My previous questions have referred to engagement. Turning to the topic of marriage, what would you advise married women to do to ensure that their marriages continue to be happy with the passing of the years and that they do not give way to monotony? This question may not seem very important but we receive many letters on this subject.

I think it is in fact an important question and therefore the possible solutions are also important even though they may seem very obvious. If a marriage is to preserve its initial charm and beauty, both husband and wife should try to renew their love day after day and that is done through sacrifice, with smiles and also with ingenuity. Is it surprising that a husband who arrives home tired from work begins to lose patience when his wife keeps on and on about everything she thinks has gone wrong during the day? Disagreeable things can wait for a better moment when the husband is less tired and more disposed to listen to them.

Another important thing is personal appearance. And I would say that any priest who says the contrary is a bad adviser. As years go by a woman who lives in the world has to take more care not only of her interior life, but also of her looks. Her interior life itself requires her to be careful about her personal appearance; naturally this should always be in keeping with her age and circumstances. I often say jokingly that older facades need more restoration. It is the advice of a priest. An old Spanish saying goes: 'A well-groomed woman keeps her husband away from other doors.'

That is why I am not afraid to say that women are responsible for eighty per cent of the infidelities of their husbands because they do not know how to win them each day and take loving and considerate care of them. A married woman's attention should be centred on her husband and children as a married man's attention should be centred on his wife and children. Much time and effort is required to succeed in this, and anything which militates against it is bad and should not be tolerated.

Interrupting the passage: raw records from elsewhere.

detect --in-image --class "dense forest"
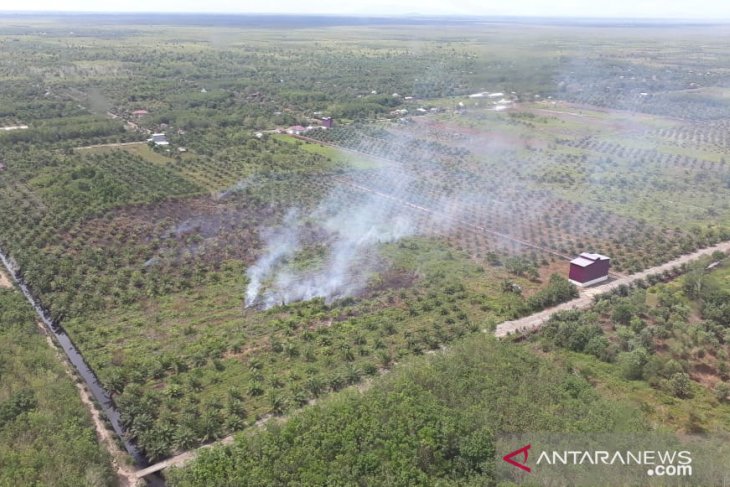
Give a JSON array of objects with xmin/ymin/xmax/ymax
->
[
  {"xmin": 169, "ymin": 335, "xmax": 647, "ymax": 487},
  {"xmin": 0, "ymin": 289, "xmax": 116, "ymax": 487}
]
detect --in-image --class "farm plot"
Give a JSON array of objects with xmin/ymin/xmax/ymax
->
[{"xmin": 302, "ymin": 116, "xmax": 726, "ymax": 271}]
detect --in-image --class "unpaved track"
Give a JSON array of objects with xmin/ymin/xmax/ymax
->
[
  {"xmin": 0, "ymin": 270, "xmax": 13, "ymax": 289},
  {"xmin": 135, "ymin": 241, "xmax": 730, "ymax": 479},
  {"xmin": 38, "ymin": 328, "xmax": 138, "ymax": 487},
  {"xmin": 74, "ymin": 142, "xmax": 147, "ymax": 150},
  {"xmin": 494, "ymin": 242, "xmax": 730, "ymax": 337}
]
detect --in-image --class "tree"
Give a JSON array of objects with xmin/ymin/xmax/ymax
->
[{"xmin": 669, "ymin": 372, "xmax": 692, "ymax": 399}]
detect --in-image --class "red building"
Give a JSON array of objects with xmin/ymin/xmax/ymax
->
[{"xmin": 568, "ymin": 252, "xmax": 611, "ymax": 287}]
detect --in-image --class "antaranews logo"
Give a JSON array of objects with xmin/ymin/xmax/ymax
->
[
  {"xmin": 502, "ymin": 444, "xmax": 692, "ymax": 477},
  {"xmin": 502, "ymin": 445, "xmax": 532, "ymax": 473}
]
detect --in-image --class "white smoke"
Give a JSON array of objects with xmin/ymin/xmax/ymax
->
[
  {"xmin": 246, "ymin": 210, "xmax": 299, "ymax": 307},
  {"xmin": 246, "ymin": 189, "xmax": 416, "ymax": 308}
]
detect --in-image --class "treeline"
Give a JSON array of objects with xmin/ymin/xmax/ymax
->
[
  {"xmin": 539, "ymin": 253, "xmax": 730, "ymax": 412},
  {"xmin": 0, "ymin": 289, "xmax": 116, "ymax": 487},
  {"xmin": 169, "ymin": 335, "xmax": 646, "ymax": 487}
]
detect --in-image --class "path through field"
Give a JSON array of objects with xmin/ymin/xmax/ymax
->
[
  {"xmin": 494, "ymin": 242, "xmax": 730, "ymax": 337},
  {"xmin": 0, "ymin": 270, "xmax": 13, "ymax": 289},
  {"xmin": 135, "ymin": 241, "xmax": 730, "ymax": 479}
]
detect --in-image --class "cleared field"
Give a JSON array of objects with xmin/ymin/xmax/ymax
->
[{"xmin": 0, "ymin": 17, "xmax": 730, "ymax": 472}]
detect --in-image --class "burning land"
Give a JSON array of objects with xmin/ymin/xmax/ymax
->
[{"xmin": 0, "ymin": 16, "xmax": 730, "ymax": 480}]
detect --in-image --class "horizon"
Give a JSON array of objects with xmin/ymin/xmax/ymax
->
[
  {"xmin": 0, "ymin": 0, "xmax": 730, "ymax": 22},
  {"xmin": 0, "ymin": 7, "xmax": 730, "ymax": 24}
]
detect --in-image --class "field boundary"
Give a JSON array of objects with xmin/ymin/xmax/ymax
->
[{"xmin": 494, "ymin": 241, "xmax": 730, "ymax": 338}]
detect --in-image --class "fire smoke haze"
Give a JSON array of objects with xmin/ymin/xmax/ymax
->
[{"xmin": 245, "ymin": 164, "xmax": 417, "ymax": 308}]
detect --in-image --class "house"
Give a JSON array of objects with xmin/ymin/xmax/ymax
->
[
  {"xmin": 286, "ymin": 125, "xmax": 307, "ymax": 135},
  {"xmin": 147, "ymin": 134, "xmax": 170, "ymax": 145},
  {"xmin": 568, "ymin": 252, "xmax": 611, "ymax": 287}
]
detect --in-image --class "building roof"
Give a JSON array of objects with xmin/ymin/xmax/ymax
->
[
  {"xmin": 570, "ymin": 252, "xmax": 611, "ymax": 267},
  {"xmin": 580, "ymin": 252, "xmax": 611, "ymax": 260},
  {"xmin": 148, "ymin": 134, "xmax": 169, "ymax": 145},
  {"xmin": 570, "ymin": 257, "xmax": 595, "ymax": 267}
]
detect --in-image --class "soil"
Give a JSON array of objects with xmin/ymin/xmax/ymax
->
[
  {"xmin": 38, "ymin": 322, "xmax": 138, "ymax": 487},
  {"xmin": 0, "ymin": 271, "xmax": 13, "ymax": 289}
]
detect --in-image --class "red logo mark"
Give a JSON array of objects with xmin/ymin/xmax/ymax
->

There is no excuse for not fulfilling this lovable duty. Work outside the home is not an excuse. Not even one's life of piety can be an excuse because if it is incompatible with one's daily obligations it is not good nor pleasing to God. A married woman's first concern has to be her home. There is an Aragonese saying which goes: 'If through going to church to pray a woman burns her stew, she may be half an angel, but she's half a devil too.' I'd say she was a fully-fledged devil.